Помолчав, Ниммар поднялся на ноги. Он вдохнул воздух, наполненный золотистым солнечным светом, глубоко, полной грудью, а затем выдохнул его.
— Имя мне — Торо, камень. Услышьте меня, сородичи, парящие высоко в синем небе, над горами и скалами, под облаками и звездами. Земли в здешних краях пересохли, растения страдают от жажды. Пришлите же сюда тучи, чтобы дождь оросил водой иссохшие луга и поляны и смыл с меня грязь, принесенную пыльными ветрами.
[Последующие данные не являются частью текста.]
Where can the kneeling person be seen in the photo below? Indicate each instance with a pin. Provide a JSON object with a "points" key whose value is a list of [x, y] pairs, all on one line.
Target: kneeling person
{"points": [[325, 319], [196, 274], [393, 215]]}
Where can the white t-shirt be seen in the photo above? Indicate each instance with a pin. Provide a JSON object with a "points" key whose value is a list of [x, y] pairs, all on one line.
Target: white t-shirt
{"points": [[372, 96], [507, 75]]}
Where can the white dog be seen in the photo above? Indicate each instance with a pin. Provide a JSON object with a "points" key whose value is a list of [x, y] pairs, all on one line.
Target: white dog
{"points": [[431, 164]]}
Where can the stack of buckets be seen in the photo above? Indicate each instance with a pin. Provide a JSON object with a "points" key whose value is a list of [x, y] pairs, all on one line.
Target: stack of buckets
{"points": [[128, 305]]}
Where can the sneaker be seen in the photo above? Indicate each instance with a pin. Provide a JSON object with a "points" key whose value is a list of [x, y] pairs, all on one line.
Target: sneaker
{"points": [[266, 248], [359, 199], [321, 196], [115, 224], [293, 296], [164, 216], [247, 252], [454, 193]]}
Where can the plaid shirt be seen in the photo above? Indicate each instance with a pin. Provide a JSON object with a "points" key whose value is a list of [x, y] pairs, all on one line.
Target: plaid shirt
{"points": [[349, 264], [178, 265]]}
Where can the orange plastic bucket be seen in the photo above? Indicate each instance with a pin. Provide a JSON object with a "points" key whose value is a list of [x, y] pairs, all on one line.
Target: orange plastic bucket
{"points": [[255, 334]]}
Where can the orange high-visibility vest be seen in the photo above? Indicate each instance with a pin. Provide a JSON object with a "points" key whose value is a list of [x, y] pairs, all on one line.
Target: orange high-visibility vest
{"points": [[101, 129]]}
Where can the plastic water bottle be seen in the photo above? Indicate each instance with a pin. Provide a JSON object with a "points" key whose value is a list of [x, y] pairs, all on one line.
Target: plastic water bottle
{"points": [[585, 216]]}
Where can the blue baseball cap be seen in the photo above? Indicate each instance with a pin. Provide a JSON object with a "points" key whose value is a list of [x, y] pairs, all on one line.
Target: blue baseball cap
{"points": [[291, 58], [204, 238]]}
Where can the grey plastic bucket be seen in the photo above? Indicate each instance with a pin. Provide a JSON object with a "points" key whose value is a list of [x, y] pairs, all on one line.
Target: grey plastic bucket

Ничего не произошло. Воздух сочился сквозь растопыренные пальцы друида, но небо оставалось синим и ясным, без единого облачка.
— Обычно нужно сделать еще много всего, чтобы они откликнулись, и даже тогда срабатывает не сразу и не всегда. Но смотри! — Ниммар показал на небо. — Видишь?
Половинчатый видел. Облаков по-прежнему не было, но небо теперь выглядело по-другому. Каким-то необъяснимым образом он понял, что к вечеру пойдет дождь.
— Это потрясающе! А что еще умеют друиды?
— Кроме изменения погоды? Дай-ка подумать... например, лечить людей и животных. До определенной степени, конечно. Помогать растениям, предотвращать природные бедствия. Некоторые могут видеть будущее, но для этого нужен врожденный дар. Также есть заклинания, которые позволяют воздействовать на сознание других живых существ — даже людей. Это сложно, но я встречал очень талантливых друидов, когда путешествовал по стране.
— Ты расскажешь мне о них?
— Когда-нибудь ты и сам сможешь познакомиться с ними, но да, я расскажу, если тебе интересно. Один из них был слеп — он родился таким и никогда не видел ни дневного света, ни солнца, ни собственных рук и ног, ничего. Его зовут Огвин, но еще он известен как Всеслышащий. Он не может видеть, но зато слышит голоса духов лучше, чем все, кого я когда-либо знал! Понимаешь? Боги забрали у него зрение, но вместо этого наделили другим умением, намного более ценным.
Ниммар погладил мальчика по голове, слегка взъерошив его темно-каштановые волосы.
— Я тоже могу стать друидом? — спросил Половинчатый.
— Конечно. Если захочешь.
— У меня есть выбор?
— Ты можешь просто жить в храме и со временем стать там жрецом, никто не осудит тебя за это. Учиться духовным практикам очень непросто. Но мне почему-то кажется, что ты не упустишь возможность стать чем-то большим — научиться тому, о чем многие люди даже не могут мечтать. Я прав?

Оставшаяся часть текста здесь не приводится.